Computerworld dalam edisi Mei 2007 memasukkan PowerBuilder dalam Top 10 Dying Computer Skill. Tentu banyak programmer PowerBuilder yang menolak keras. Termasuk saya. Tapi, jika ini benar terjadi (semoga saja tidak), maka itu bukanlah karena development tools ini tidak bagus. Dalam dunia software, terkadang kualitas baikpun tidak cukup. Diperlukan sejumlah pendukung lain seperti marketing, third party, dan juga barangkali sebuah kekuasaan ekonomi.

PowerBuilder memiliki banyak kelengkapan untuk dapat disebut sebagai the real OOP, inheritance, polymorphism, dan encapsulation.
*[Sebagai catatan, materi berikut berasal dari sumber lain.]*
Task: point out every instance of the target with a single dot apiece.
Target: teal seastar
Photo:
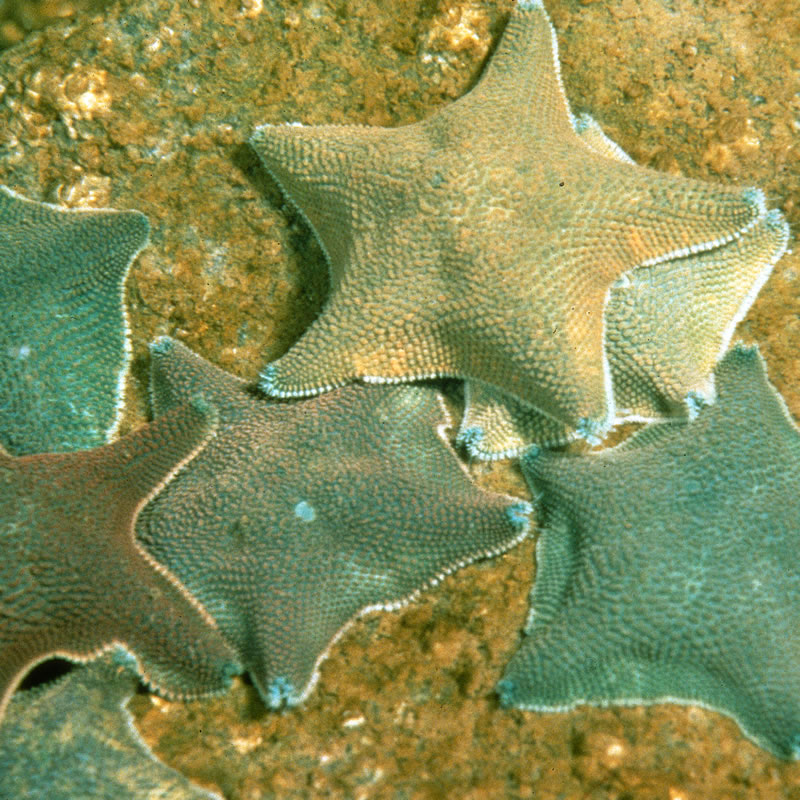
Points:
(63, 333)
(74, 738)
(667, 325)
(305, 515)
(483, 241)
(73, 581)
(668, 567)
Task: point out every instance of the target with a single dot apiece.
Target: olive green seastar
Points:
(305, 515)
(667, 325)
(668, 567)
(483, 241)
(64, 343)
(74, 739)
(73, 581)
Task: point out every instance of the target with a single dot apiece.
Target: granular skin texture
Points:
(150, 108)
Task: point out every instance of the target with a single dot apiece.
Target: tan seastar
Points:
(667, 325)
(483, 241)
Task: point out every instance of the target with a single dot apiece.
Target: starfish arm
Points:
(346, 180)
(97, 751)
(670, 323)
(524, 66)
(64, 346)
(76, 584)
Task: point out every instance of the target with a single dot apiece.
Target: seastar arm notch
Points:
(75, 583)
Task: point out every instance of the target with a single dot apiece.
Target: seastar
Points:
(668, 567)
(75, 738)
(73, 581)
(305, 515)
(667, 326)
(63, 333)
(483, 241)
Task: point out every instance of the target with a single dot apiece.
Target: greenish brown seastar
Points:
(668, 567)
(73, 580)
(483, 241)
(305, 515)
(74, 738)
(64, 343)
(667, 325)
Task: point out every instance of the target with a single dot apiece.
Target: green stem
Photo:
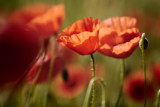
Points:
(39, 70)
(102, 83)
(144, 69)
(93, 74)
(121, 84)
(158, 98)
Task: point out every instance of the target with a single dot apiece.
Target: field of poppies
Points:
(80, 53)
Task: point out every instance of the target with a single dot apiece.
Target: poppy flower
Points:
(155, 68)
(65, 53)
(133, 87)
(41, 18)
(81, 36)
(118, 37)
(72, 84)
(19, 48)
(43, 76)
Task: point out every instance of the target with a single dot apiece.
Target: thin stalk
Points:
(39, 70)
(121, 84)
(144, 69)
(158, 98)
(93, 74)
(102, 83)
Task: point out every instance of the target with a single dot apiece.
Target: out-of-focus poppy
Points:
(118, 37)
(81, 36)
(19, 48)
(133, 87)
(44, 73)
(41, 18)
(72, 85)
(155, 68)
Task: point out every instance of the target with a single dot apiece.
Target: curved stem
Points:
(93, 74)
(121, 84)
(102, 83)
(144, 69)
(158, 98)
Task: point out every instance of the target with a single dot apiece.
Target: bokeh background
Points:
(147, 13)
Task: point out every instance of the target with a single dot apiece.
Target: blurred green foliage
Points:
(77, 9)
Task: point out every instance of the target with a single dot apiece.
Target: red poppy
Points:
(81, 36)
(65, 53)
(156, 72)
(41, 18)
(44, 74)
(73, 86)
(118, 37)
(133, 87)
(19, 48)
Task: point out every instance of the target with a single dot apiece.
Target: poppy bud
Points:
(65, 75)
(145, 42)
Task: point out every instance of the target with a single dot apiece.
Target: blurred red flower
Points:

PowerBuilder juga sebuah RAD (rapid application development) yang sangat bermanfaat ketika waktu yang disediakan untuk programmer tidak banyak.

Memang, PowerBuilder bukanlah tools yang populer di Indonesia. Setidaknya jika dilihat dari jumlah programmer yang menguasai. Harga PB juga tidak murah, bahkan trainingnya. Ketika belajar PowerBuilder tahun 1997, di sebuah lembaga pendidikan di Jakarta (di jalan Cideng, kini sudah hilang entah kemana), untuk training PB 5.0 selama 5 hari biayanya US$ 2,200. Pada saat yang sama, harga training development tools lain jauh lebih murah.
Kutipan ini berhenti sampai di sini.